Abstract

Abnormal calcitonin secretion provides a reliable marker for the presence of medullary carcinoma of the thyroid (MCT) and its precursor form, C-cell hyperplasia (CCH). Since this tumor may be transmitted by a dominant autosomal gene, the coincidence of a sensitive marker and an easily identified “at risk” population affords an unusual opportunity for cancer prophylaxis. To evaluate the specificity and sensitivity of provocative tests used for detection of C-cell disease, we have compared the calcitonin (hCT) responses to calcium (3 mg/kg body weight over 10 minutes intravenously), pentagastrin (0.5 μg/kg body weight), and injection of calcium (1.0 mg/kg body weight) plus pentagastrin (0.25 μg/kg body weight) over 60 seconds in 13 patients with subsequently proven MCT or CCH and in 31 normal volunteers. The ranges of hCT observed in normals after injection of pentagastrin and combined calcium and pentagastrin were lower than those seen in all nine patients with MCT. One subject, the only MCT patient with normal basal hCT values, had a normal response to calcium whereas all others achieved supranormal levels. Basal hCT levels were normal in the four patients with CCH but the hCT response to calcium was to a value in excess of 300 pg/mL, a level exceeded by only 3 of 31 normal subjects; the hCT response to pentagastrin in CCH and in normal subjects was indistinguishable.

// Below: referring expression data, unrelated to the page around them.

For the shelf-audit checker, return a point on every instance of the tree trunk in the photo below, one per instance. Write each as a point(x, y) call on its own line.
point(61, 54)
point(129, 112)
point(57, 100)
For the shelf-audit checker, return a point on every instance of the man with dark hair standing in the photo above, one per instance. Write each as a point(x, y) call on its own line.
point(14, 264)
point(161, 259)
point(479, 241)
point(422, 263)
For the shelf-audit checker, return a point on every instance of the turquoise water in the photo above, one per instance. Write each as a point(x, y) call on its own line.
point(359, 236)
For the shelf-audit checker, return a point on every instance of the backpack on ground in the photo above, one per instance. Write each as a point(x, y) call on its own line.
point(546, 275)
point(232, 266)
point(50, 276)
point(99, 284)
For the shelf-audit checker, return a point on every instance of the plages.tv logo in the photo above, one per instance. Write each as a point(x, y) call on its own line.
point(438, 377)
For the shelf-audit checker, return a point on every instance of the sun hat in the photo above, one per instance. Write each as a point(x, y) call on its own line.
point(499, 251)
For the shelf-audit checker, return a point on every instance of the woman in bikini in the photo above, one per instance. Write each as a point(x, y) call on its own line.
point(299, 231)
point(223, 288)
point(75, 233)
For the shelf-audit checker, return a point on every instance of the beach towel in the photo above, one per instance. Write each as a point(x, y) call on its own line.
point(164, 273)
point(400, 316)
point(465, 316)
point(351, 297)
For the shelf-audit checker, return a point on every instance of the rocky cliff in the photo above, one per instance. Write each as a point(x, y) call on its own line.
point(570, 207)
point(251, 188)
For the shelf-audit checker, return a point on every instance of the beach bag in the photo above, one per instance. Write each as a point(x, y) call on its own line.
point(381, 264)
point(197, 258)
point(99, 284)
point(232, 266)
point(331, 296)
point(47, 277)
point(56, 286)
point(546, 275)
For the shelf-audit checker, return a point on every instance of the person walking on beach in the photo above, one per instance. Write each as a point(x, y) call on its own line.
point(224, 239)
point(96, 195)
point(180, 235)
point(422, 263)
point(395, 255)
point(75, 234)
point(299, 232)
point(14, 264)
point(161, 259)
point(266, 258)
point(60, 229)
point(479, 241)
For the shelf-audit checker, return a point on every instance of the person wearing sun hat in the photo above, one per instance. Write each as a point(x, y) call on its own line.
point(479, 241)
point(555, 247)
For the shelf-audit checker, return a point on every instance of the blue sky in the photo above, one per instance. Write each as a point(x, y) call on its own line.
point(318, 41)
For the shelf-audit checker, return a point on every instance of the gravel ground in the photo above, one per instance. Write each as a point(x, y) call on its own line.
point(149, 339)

Combined calcium and pentagastrin administration was associated with abnormal hCT responses in two of the CCH patients and in the MCT patient with a normal response to calcium. We recommend thyroidectomy for patients suspected of having MCT or CCH if basal hCT levels are elevated, if the hCT responses to calcium or pentagastrin are abnormal, and if there is a family history of C-cell disease in a subject whose hCT levels exceed 300 pg/mL following calcium infusion. Screening for MCT or CCH should include examination of the hCT responses to both calcium and pentagastrin.